If characters in a story generally cannot fly, having a character suddenly appear in chapter ten who inexplicable flies is an example of inconsistency. If the monsters of the story are initially described as slow moving and clumsy, having them give chase in the middle of the story to create suspense is an example of inconsistency. Speech patterns are a similar issue, where if a character’s accent quirks are sometimes emphasized in text and other times they are not, this is an example of inconsistency.
Generally, in epic sagas like Lord of the Rings it is understood that occasional logical flaws will occur for the sake of keeping the plot going (i.e. why didn’t the Eagles just take Frodo and Sam to Mount Doom at the start of the books?–Because then the story would be resolved in one book, rather than a trilogy). Small-scale errors most readers can forgive for the sake of the narrative. It’s when bigger, more obvious gaps in logic occur that many start to raise their eyebrows suspiciously. For example, why do the vampires in Twilight go to school? They’re over a hundred years old in the story, what reason do they have to keep attending high school? And since they don’t age, do they have to keep changing schools so as not to have to explain why they spent the last ten decades in the same exact grade? Since they do have regular contact with humans via having to go to school, why aren’t more people suspicious about the fact that none of them have aged, ever?
Science fiction films tend to be even worse offenders to this rule of consistency. The now forgotten 1994 time traveling movie Timecop, sets up a reality in which time travel exists. Within this reality they make the explicit mention that you can only travel to the past, never to the future; essentially making this the one and only “time travel rule” the characters need to follow. Yet, the plot goes on to break this rule almost immediately by having characters who have traveled back to the past return back to their former present; even though, technically, when they travel to the past that past becomes their present, so returning to their original timeline means they are traveling to the future, which is the one thing the plot explicitly states you cannot do in this time traveling reality. And it’s never explained how this is possible, even in a halfhearted way. The viewer is simply expected not to notice. But we do, and we are naturally put off by it, even if we can’t fully articulate why at first viewing.

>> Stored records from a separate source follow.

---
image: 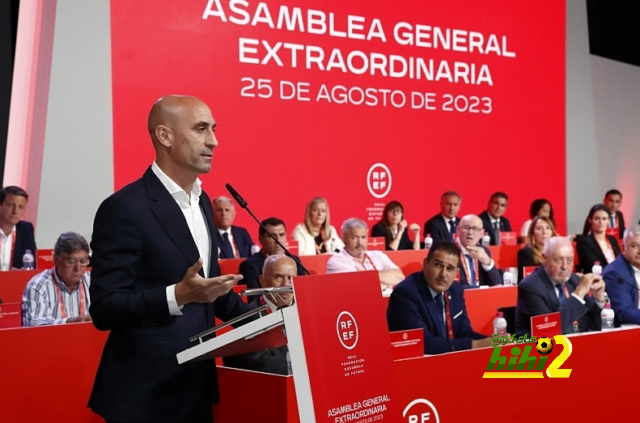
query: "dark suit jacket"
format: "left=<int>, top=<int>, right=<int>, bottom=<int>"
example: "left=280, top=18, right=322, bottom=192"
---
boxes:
left=576, top=234, right=620, bottom=273
left=479, top=210, right=512, bottom=245
left=11, top=220, right=38, bottom=269
left=582, top=210, right=624, bottom=239
left=458, top=247, right=502, bottom=288
left=518, top=245, right=540, bottom=282
left=516, top=267, right=601, bottom=336
left=89, top=169, right=250, bottom=422
left=423, top=217, right=460, bottom=242
left=215, top=226, right=253, bottom=259
left=371, top=222, right=413, bottom=251
left=387, top=271, right=486, bottom=354
left=602, top=255, right=640, bottom=326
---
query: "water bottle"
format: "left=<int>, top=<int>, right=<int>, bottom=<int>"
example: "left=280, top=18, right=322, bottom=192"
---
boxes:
left=502, top=268, right=514, bottom=286
left=22, top=250, right=34, bottom=270
left=591, top=261, right=602, bottom=276
left=482, top=232, right=491, bottom=247
left=594, top=304, right=616, bottom=331
left=287, top=351, right=293, bottom=375
left=424, top=234, right=433, bottom=250
left=493, top=311, right=507, bottom=336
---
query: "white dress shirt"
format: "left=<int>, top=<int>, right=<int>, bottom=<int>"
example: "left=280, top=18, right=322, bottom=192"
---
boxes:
left=151, top=161, right=211, bottom=316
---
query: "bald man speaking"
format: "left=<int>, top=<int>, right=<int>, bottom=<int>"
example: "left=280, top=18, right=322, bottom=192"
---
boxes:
left=89, top=96, right=249, bottom=423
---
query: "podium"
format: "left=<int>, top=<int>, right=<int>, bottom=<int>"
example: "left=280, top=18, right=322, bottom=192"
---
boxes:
left=177, top=271, right=401, bottom=423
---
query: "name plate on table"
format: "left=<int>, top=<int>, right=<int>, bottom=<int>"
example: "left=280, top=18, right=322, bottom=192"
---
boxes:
left=500, top=232, right=518, bottom=245
left=389, top=329, right=424, bottom=360
left=531, top=313, right=562, bottom=338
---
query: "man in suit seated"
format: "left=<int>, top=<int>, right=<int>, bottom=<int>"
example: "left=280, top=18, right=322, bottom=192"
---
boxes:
left=387, top=241, right=491, bottom=354
left=480, top=192, right=511, bottom=245
left=22, top=232, right=91, bottom=326
left=602, top=225, right=640, bottom=326
left=458, top=214, right=502, bottom=288
left=239, top=217, right=305, bottom=296
left=327, top=217, right=404, bottom=292
left=213, top=197, right=253, bottom=259
left=0, top=186, right=36, bottom=270
left=224, top=254, right=297, bottom=375
left=516, top=236, right=605, bottom=336
left=423, top=191, right=462, bottom=242
left=582, top=189, right=628, bottom=239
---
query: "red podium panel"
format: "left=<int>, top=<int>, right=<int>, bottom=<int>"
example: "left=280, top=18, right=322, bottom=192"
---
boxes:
left=292, top=271, right=399, bottom=423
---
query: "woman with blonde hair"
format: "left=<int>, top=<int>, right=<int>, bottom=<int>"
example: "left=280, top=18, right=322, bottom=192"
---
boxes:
left=518, top=216, right=557, bottom=281
left=291, top=197, right=344, bottom=256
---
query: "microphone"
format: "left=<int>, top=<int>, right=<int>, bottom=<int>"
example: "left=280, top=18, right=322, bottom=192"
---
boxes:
left=225, top=184, right=246, bottom=210
left=225, top=184, right=311, bottom=276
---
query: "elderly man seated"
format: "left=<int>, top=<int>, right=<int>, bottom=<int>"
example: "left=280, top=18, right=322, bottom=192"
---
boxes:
left=602, top=225, right=640, bottom=326
left=22, top=232, right=91, bottom=326
left=224, top=254, right=297, bottom=375
left=327, top=218, right=404, bottom=290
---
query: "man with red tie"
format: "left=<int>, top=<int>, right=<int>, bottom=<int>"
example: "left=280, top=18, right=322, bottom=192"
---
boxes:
left=0, top=186, right=36, bottom=270
left=387, top=241, right=491, bottom=354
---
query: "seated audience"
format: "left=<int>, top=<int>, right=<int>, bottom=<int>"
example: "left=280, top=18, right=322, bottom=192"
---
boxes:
left=458, top=214, right=502, bottom=288
left=0, top=186, right=36, bottom=270
left=582, top=189, right=625, bottom=239
left=291, top=197, right=344, bottom=256
left=520, top=198, right=555, bottom=238
left=423, top=191, right=462, bottom=242
left=238, top=217, right=305, bottom=298
left=516, top=236, right=605, bottom=336
left=224, top=254, right=296, bottom=375
left=576, top=204, right=620, bottom=273
left=602, top=224, right=640, bottom=326
left=371, top=201, right=420, bottom=251
left=327, top=218, right=404, bottom=290
left=518, top=216, right=557, bottom=281
left=22, top=232, right=91, bottom=326
left=213, top=197, right=253, bottom=259
left=387, top=241, right=491, bottom=354
left=480, top=192, right=511, bottom=245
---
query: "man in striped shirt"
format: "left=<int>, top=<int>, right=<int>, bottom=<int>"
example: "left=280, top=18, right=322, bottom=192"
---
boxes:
left=22, top=232, right=91, bottom=326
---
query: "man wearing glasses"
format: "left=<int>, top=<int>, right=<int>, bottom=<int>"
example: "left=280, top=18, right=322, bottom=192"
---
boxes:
left=457, top=214, right=502, bottom=288
left=22, top=232, right=91, bottom=326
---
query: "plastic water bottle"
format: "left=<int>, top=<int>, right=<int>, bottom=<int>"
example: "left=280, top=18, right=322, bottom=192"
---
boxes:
left=594, top=304, right=616, bottom=331
left=424, top=234, right=433, bottom=250
left=502, top=268, right=514, bottom=286
left=493, top=311, right=507, bottom=336
left=287, top=351, right=293, bottom=375
left=22, top=250, right=34, bottom=270
left=591, top=261, right=602, bottom=276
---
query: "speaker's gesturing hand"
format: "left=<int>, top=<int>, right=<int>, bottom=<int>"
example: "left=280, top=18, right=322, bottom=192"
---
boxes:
left=175, top=259, right=242, bottom=306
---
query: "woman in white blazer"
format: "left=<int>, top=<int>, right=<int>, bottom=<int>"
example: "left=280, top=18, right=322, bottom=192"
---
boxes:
left=291, top=197, right=344, bottom=256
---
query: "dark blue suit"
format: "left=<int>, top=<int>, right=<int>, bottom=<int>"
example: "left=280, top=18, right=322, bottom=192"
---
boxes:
left=11, top=220, right=37, bottom=269
left=478, top=210, right=512, bottom=245
left=216, top=226, right=253, bottom=259
left=458, top=247, right=502, bottom=288
left=423, top=217, right=460, bottom=242
left=89, top=169, right=249, bottom=422
left=602, top=255, right=640, bottom=326
left=516, top=266, right=601, bottom=336
left=387, top=271, right=486, bottom=354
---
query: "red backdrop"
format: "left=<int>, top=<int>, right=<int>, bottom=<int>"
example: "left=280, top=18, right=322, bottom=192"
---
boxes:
left=111, top=0, right=566, bottom=237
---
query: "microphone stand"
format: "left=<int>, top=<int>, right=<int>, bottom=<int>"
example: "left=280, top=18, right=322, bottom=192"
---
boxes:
left=225, top=184, right=311, bottom=276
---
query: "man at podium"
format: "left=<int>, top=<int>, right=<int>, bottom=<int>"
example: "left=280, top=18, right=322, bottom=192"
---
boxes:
left=224, top=254, right=297, bottom=375
left=89, top=96, right=251, bottom=423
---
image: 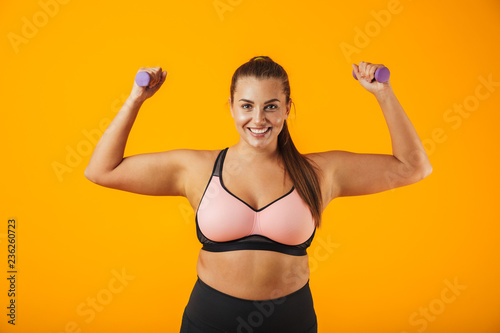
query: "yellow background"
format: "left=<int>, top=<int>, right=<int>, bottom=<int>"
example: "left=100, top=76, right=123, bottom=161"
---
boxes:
left=0, top=0, right=500, bottom=333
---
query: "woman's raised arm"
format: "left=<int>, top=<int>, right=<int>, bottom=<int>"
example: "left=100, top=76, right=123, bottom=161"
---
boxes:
left=310, top=62, right=432, bottom=203
left=84, top=67, right=193, bottom=195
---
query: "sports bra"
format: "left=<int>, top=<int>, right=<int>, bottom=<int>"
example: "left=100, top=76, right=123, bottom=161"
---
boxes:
left=195, top=147, right=316, bottom=256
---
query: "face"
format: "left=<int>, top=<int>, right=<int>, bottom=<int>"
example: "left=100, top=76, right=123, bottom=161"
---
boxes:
left=229, top=77, right=292, bottom=148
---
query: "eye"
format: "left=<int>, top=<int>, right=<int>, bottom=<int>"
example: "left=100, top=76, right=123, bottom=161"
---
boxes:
left=241, top=104, right=278, bottom=110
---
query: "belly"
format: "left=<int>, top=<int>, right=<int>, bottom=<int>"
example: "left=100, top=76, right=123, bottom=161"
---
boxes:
left=196, top=250, right=310, bottom=300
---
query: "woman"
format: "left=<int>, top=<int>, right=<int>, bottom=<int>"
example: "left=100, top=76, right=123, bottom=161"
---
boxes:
left=85, top=56, right=432, bottom=333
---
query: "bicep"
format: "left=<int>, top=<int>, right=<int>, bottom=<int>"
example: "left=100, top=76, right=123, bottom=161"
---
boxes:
left=324, top=150, right=423, bottom=197
left=88, top=149, right=193, bottom=196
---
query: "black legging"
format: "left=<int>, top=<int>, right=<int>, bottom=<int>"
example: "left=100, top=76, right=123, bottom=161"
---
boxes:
left=180, top=277, right=318, bottom=333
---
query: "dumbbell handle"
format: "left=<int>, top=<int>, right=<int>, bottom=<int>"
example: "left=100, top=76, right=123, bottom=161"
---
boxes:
left=135, top=72, right=151, bottom=87
left=352, top=67, right=391, bottom=83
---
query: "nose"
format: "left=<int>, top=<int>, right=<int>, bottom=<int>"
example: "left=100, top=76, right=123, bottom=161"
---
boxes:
left=253, top=108, right=266, bottom=125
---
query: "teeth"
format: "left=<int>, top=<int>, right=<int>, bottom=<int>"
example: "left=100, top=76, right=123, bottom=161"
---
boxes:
left=250, top=127, right=269, bottom=134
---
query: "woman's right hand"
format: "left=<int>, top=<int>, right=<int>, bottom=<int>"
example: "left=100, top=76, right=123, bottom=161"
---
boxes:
left=130, top=67, right=167, bottom=102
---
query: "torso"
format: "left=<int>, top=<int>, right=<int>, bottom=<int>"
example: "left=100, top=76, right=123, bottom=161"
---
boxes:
left=186, top=150, right=330, bottom=300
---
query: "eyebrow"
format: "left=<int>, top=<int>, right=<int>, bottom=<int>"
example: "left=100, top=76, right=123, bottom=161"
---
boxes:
left=240, top=98, right=280, bottom=104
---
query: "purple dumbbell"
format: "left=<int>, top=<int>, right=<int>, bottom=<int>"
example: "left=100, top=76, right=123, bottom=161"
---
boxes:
left=352, top=67, right=391, bottom=83
left=135, top=72, right=151, bottom=87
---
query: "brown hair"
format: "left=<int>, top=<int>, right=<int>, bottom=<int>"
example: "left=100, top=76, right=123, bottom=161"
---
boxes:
left=230, top=56, right=322, bottom=227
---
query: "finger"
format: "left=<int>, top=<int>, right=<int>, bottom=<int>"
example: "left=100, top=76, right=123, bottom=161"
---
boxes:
left=366, top=65, right=377, bottom=82
left=359, top=61, right=369, bottom=79
left=352, top=64, right=360, bottom=80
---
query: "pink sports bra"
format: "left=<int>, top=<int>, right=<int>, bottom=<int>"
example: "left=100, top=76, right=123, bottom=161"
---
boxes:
left=195, top=147, right=316, bottom=256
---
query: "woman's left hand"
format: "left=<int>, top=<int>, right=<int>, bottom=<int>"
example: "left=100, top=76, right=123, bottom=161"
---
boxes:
left=352, top=61, right=392, bottom=95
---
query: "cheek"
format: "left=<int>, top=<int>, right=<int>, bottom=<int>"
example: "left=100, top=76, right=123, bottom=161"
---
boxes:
left=234, top=113, right=251, bottom=124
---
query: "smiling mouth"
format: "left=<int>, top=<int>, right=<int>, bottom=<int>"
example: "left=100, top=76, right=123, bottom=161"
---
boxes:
left=248, top=127, right=271, bottom=134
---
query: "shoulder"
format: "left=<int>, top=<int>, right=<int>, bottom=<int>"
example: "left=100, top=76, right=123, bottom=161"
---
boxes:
left=302, top=150, right=342, bottom=202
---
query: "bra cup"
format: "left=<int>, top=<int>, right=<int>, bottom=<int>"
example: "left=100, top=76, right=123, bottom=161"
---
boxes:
left=197, top=176, right=315, bottom=245
left=258, top=189, right=315, bottom=245
left=197, top=176, right=255, bottom=242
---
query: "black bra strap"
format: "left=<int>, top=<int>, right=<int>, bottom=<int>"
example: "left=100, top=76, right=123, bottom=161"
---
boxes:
left=212, top=147, right=229, bottom=177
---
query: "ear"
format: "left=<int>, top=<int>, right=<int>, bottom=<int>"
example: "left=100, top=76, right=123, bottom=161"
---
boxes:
left=228, top=97, right=234, bottom=118
left=285, top=99, right=292, bottom=119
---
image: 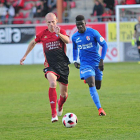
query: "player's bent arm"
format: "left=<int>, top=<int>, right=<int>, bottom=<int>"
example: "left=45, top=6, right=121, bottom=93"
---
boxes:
left=58, top=33, right=70, bottom=44
left=20, top=40, right=36, bottom=65
left=101, top=42, right=108, bottom=60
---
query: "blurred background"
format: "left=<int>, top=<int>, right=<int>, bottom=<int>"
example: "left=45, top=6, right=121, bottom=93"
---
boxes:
left=0, top=0, right=140, bottom=65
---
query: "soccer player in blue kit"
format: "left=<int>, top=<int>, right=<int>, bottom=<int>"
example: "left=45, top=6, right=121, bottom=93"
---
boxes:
left=72, top=15, right=107, bottom=116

If you are setting out to write fiction, and epic fantasy fiction at that, by all means let your only limits be the depth of your own creativity. But please, for the sake of all our collective rational senses (as well as the senses of the characters you have so painstakingly born onto the page), don’t cheapen the experience by failing to have your worlds adhere to the rules and laws of the realities you yourself saw fit to give life to on the page. Your future legion of devoted readers and admirers will thank you for it.